Hardware-Accelerated Video Transcoding¶

What exactly is Transcoding?

Before heading directly into recipes we have to talk about Transcoding:

Transcoding is the technique of transforming one media encoding format into another.

This is typically done for compatibility purposes, such as when a media source provides a format that the intended target is not able to process; an in-between adaptation step is required:

Decode media from its originally encoded state into raw, uncompressed information.
Encode the raw data back, using a different codec that is supported by end user.

DeFFcode's FFdecoder API in conjunction with VidGear's WriteGear API creates a high-level High-performance Lossless FFmpeg Transcoding (Decoding & Encoding respectively) Pipeline that is able to exploit almost any FFmpeg parameter for achieving anything imaginable with multimedia video data all while allow us to manipulate the real-time video frames with immense flexibility.

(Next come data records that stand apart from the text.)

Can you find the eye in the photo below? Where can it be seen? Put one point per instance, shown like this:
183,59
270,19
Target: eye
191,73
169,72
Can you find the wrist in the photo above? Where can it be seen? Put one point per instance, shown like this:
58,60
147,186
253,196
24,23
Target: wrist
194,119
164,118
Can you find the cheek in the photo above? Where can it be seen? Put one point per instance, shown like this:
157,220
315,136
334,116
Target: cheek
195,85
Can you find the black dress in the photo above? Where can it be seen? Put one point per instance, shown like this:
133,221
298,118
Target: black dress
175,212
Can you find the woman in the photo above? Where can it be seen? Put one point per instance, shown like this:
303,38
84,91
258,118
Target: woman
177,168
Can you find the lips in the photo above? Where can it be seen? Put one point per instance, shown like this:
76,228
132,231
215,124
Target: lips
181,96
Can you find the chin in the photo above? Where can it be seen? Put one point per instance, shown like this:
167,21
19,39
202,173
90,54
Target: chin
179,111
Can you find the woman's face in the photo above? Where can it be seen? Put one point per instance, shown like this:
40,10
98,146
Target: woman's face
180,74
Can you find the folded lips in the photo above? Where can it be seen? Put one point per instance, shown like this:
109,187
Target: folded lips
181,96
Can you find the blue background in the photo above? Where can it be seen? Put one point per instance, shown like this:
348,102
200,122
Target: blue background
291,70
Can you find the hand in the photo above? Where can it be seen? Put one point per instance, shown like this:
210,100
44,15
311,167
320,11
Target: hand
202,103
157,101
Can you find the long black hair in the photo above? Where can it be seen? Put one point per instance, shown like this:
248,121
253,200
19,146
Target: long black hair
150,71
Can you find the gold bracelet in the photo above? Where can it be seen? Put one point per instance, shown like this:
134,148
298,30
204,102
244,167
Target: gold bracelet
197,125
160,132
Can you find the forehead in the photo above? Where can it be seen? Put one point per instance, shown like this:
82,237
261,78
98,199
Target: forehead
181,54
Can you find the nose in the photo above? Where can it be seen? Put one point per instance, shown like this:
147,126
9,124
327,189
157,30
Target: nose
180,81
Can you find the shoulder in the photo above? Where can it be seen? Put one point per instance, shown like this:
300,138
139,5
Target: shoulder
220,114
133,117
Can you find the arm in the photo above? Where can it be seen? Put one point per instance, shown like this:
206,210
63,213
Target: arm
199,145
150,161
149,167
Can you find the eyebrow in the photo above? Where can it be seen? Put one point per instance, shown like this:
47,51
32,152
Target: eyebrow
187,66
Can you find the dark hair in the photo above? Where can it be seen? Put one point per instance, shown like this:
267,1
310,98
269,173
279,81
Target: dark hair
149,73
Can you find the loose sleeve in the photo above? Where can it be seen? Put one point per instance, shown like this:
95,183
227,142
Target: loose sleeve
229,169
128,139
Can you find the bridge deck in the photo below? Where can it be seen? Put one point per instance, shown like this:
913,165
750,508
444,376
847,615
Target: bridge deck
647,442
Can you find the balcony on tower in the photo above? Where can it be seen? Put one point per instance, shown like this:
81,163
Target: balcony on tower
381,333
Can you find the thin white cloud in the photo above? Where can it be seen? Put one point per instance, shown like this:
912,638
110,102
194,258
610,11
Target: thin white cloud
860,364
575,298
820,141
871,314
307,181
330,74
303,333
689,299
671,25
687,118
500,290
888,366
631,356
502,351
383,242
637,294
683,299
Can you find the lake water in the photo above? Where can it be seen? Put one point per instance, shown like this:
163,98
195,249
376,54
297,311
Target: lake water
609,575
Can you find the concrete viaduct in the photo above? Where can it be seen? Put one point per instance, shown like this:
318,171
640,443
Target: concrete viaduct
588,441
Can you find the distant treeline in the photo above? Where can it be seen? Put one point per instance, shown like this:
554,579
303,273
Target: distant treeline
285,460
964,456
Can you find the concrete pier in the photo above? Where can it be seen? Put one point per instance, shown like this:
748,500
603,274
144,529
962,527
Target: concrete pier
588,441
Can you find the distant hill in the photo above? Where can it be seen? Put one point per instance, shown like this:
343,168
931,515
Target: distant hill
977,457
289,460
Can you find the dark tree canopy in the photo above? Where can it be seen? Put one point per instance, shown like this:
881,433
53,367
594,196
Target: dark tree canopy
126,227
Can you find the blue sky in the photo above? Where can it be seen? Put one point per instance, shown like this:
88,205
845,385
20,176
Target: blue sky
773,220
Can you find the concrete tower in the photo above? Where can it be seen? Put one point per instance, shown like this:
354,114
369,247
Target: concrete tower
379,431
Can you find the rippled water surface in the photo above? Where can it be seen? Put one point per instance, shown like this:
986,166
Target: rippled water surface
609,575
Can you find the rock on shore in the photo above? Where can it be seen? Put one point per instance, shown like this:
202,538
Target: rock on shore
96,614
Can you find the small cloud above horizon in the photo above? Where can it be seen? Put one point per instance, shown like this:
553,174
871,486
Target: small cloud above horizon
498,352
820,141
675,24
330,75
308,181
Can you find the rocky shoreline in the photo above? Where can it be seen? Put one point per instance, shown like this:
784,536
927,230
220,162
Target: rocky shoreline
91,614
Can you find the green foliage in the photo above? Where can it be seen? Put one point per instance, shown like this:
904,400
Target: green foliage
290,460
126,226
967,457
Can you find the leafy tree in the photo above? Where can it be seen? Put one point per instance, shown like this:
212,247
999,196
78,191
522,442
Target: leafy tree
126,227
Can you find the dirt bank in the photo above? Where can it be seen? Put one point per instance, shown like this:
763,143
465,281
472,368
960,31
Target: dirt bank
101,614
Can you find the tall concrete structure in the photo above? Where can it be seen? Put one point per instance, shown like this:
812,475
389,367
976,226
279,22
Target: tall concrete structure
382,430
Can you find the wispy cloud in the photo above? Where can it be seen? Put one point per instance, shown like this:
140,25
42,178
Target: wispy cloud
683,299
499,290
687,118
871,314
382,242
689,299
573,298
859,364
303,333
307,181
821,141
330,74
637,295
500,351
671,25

Both these APIs are capable of utilizing the potential of GPU supported fully-accelerated Hardware based video Decoding(FFdecoder API with hardware decoder) and Encoding (WriteGear API with hardware encoder), thus dramatically improving the performance of the end-to-end transcoding.

We'll discuss its Hardware-Accelerated Video Transcoding capabilities using these APIs briefly in the following recipes:

DeFFcode APIs requires FFmpeg executable

DeFFcode APIs MUST requires valid FFmpeg executable for all of its core functionality, and any failure in detection will raise RuntimeError immediately. Follow dedicated FFmpeg Installation doc ➶ for its installation.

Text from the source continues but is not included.